A new study by Andrew A. King and Baljir Baatartogtokh in the MIT Sloan Management Review has marshaled the best evidence yet to show that Clayton Christensen’s theory of disruptive innovation is deeply flawed. The study—which is put in its larger context in this insightful article by Evan Goldstein in the Chronicle of Higher Education—found that only 9 of 77 cases that Christensen used as examples of disruptive innovation actually fit the criteria of his own theory. Economists and business school thinkers have known that disruptive innovation was problematic for quite a while. For instance, the economist Kenneth Simon wrote a paper on the topic as early as 2009. But the dissent of these thinkers rarely entered public view, perhaps because speaking up would have gone against the academic code that forbids publicly attacking one’s own.
As Clayton Christensen Falls, So Fall His Popularizers
Indeed, the current assault on Christensen’s thought was led not by an economist or business school-type but by Jill Lepore, a professor of history at Harvard University. Lepore’s 2014 New Yorker essay, “The Disruption Machine: What the Gospel of Innovation Gets Wrong,” set the business world on fire. Some were glad that someone had finally spoken up. Others thought that Lepore was basically right but that she could have done a better job with some of her points, should have talked to more experts in the field, and could have toned down her fiery rhetoric. Christensen and his defenders, to put it mildly, went on the attack. Christensen asserted that Lepore’s article was “a criminal act of dishonesty.” But the scales of truth aren’t tipping in Christensen’s direction.
What does the new study by King and Baatartogtokh mean? King has written another article with Brent Goldfarb that shows as many as 1/3 of studies published in management journals may be wrong or make inflated claims. (The King-Goldfarb article fits a recent genre of studies that have found similar problems in the psychology and biomedical fields). But King and Goldfarb take a charitable interpretation of how people end up getting things so wrong. In an academic world that is marked by constant pressure and that puts high value on novelty, scholars work and re-work their data until they find something interesting but which good analysis would show to be chance. “These are not cases in which you are trying to put something over on someone. You’re fooling yourself,” Goldfarb has said.
Perhaps that’s right, but I think we also need to consider cases where individuals’ professional and financial interests conflict with good (social) science and where these interests lead individuals to continue pushing an idea even when it has been thrown in doubt. After all, Christensen himself has co-founded a consultancy, Innosight, and an investment company, the Disruptive Growth Fund, based on the notion of disruptive innovation. He has made millions on this concept.
We find even bigger problems when we look at the world of popular business publishing, however. Pop business books and magazines are a form of self-help. They purport to base their suggestions on the best available “facts,” but often the analysis undergirding these facts is not terrific. Few ideas have gripped the pop business world as tightly as disruptive innovation, perhaps, as some economists have suggested, because business leaders fear nothing more than being “disrupted.” If Christensen is threatened, so too are the popularizers of his ideas.
It is not surprising then that we see the business press lashing out at Christensen’s critics.

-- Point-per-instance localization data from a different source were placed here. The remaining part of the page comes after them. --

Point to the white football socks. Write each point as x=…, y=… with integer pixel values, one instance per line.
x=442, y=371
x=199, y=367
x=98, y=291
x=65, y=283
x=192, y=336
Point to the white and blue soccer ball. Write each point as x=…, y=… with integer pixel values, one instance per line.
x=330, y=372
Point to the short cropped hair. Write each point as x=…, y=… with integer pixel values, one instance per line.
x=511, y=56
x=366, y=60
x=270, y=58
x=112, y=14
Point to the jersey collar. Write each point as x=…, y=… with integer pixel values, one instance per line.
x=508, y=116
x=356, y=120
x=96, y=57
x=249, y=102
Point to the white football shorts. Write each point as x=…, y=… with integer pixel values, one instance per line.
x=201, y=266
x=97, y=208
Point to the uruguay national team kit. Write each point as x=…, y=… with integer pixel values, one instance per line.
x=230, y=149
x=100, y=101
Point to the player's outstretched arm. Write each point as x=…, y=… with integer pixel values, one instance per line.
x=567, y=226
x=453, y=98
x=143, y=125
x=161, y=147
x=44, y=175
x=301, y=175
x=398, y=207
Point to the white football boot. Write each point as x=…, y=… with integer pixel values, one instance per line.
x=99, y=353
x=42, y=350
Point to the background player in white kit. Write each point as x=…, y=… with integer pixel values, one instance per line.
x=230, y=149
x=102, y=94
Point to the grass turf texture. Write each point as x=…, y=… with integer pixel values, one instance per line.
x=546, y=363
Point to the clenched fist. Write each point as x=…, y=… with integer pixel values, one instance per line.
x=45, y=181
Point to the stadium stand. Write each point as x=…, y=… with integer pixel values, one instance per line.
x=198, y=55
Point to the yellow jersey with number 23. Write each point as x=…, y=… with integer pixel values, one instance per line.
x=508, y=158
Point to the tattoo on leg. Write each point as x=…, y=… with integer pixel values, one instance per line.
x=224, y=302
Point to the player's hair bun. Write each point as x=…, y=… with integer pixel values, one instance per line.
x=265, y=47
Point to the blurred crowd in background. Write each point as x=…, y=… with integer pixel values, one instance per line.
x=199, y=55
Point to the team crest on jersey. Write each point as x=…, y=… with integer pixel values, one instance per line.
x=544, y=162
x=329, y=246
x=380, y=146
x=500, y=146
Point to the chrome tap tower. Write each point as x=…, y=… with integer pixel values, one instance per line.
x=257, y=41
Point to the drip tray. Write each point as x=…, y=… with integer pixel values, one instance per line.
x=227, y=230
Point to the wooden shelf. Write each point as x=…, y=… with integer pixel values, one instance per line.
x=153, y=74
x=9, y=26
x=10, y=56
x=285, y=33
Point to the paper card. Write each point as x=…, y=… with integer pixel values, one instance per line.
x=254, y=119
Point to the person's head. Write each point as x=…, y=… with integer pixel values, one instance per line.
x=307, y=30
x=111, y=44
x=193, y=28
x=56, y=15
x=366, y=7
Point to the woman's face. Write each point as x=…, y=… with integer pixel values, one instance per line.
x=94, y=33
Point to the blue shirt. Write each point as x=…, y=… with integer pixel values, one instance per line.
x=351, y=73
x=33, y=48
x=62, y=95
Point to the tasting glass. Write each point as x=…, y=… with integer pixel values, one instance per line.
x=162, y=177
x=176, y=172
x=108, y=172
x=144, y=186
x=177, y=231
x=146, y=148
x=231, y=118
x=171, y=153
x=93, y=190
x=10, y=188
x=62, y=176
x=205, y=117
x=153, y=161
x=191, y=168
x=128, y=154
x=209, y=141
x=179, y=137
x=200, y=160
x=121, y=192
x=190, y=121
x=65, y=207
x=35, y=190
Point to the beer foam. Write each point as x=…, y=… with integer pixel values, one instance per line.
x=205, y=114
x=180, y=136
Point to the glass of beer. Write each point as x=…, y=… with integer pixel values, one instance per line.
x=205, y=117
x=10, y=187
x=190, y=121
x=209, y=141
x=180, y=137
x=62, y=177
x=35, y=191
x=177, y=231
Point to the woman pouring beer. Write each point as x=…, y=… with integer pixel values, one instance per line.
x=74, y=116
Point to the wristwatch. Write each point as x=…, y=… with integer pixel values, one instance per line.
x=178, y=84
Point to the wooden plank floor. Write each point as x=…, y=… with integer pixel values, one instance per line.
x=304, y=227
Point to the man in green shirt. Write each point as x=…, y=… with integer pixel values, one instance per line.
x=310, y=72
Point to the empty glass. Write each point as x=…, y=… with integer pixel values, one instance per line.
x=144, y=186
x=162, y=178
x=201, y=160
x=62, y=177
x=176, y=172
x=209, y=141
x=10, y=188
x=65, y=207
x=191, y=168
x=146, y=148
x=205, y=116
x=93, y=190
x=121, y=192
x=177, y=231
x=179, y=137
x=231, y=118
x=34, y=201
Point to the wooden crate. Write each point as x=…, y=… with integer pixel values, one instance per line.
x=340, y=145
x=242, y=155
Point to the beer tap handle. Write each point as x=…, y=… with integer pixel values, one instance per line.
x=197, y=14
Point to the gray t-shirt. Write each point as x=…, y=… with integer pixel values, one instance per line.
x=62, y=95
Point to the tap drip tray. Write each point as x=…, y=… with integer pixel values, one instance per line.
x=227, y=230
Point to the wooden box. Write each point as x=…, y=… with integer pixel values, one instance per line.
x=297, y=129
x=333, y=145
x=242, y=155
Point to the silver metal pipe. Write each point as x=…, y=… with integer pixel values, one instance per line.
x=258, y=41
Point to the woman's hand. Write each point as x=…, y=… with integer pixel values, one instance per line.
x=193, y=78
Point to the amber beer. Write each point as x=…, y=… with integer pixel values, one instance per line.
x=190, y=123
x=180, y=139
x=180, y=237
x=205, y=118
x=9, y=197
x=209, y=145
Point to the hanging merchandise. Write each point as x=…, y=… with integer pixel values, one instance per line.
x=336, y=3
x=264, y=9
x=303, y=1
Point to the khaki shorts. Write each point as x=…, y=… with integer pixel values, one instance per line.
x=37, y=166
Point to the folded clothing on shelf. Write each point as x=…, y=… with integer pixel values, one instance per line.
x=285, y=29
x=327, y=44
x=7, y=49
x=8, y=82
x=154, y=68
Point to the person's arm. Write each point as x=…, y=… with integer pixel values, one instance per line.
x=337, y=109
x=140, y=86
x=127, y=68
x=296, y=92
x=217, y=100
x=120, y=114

In his Chronicle piece, Goldstein notes that a Forbes magazine writer wondered whether Lepore’s critique arose from personal doubts: “Was Lepore unconsciously projecting onto Christensen and his theory her own well-justified anxiety, panic, and fear about the ‘disruption’ of the humanities itself at Harvard?”

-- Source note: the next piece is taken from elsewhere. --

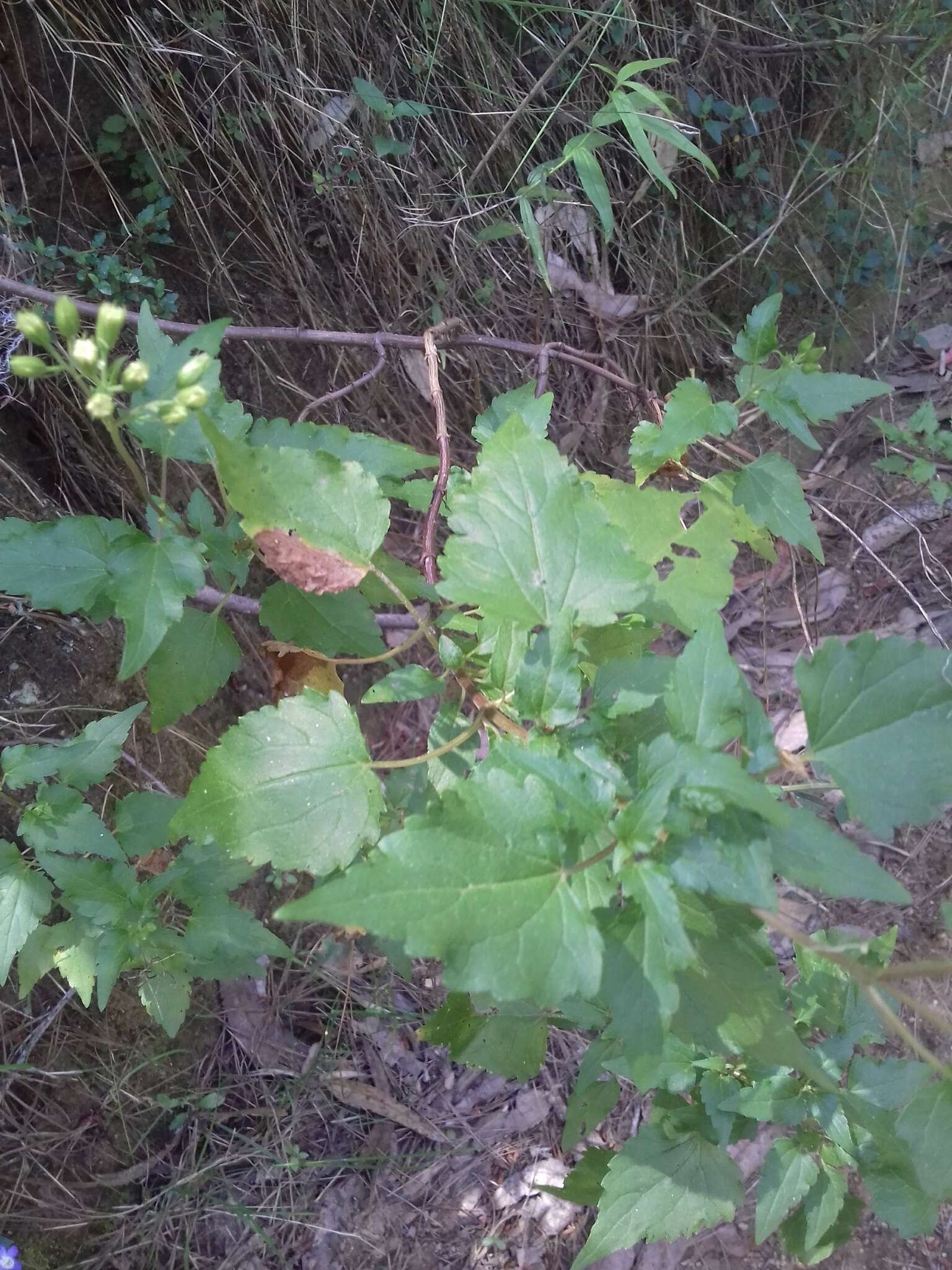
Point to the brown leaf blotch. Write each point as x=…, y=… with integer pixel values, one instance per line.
x=306, y=568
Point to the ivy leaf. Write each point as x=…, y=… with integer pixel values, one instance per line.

But now it seems like the tables are turned: the Forbes magazine writer was projecting onto Lepore his own well-justified anxiety, panic, and fear about the disruption of disruption because the disruption of disruption means that Forbes peddles snake oil.
A search for “disruption” on the Forbes website gets 6,039 hits with titles like “Tesla’s High End Disruption Gamble” and “The Physics of Disruption.” A search for “disruptive” garners another 4,704 hits with “A New Met Exhibit Shows Why the Saxophone Was One of the Most Disruptive Innovations in Music” and “Is Donald Trump a Disruptive Political Innovation?” Chunka Mui, a Forbes.com writer (with whom I’ve tussled before), has predicted that autonomous vehicles will unleash a market worth trillions of dollars and “create enormous disruption to current automakers business models.” But as Goldstein and others have shown, Mui’s own master, Christensen, has made many terrible predictions when it comes to disruption. True disruption is rare, and prophesying it is a fool’s errand, especially when its underlying social science is so faulty.
There is no shortage of publications that promote bad science, whether that comes in the form of climate denialism, faulty studies of tobacco or sugar consumption, or fear-mongering over GMOs, cell phone signals, or fluoridation. Writers such as George Johnson, John Horgan, and Naomi Oreskes and Erik Conway ceaselessly point out such problems. What we have not taken note of as often is how bad social science is pushed by consultants, like Clayton Christensen, and business publications, like Forbes. Yet, their snake oil too has done real harm.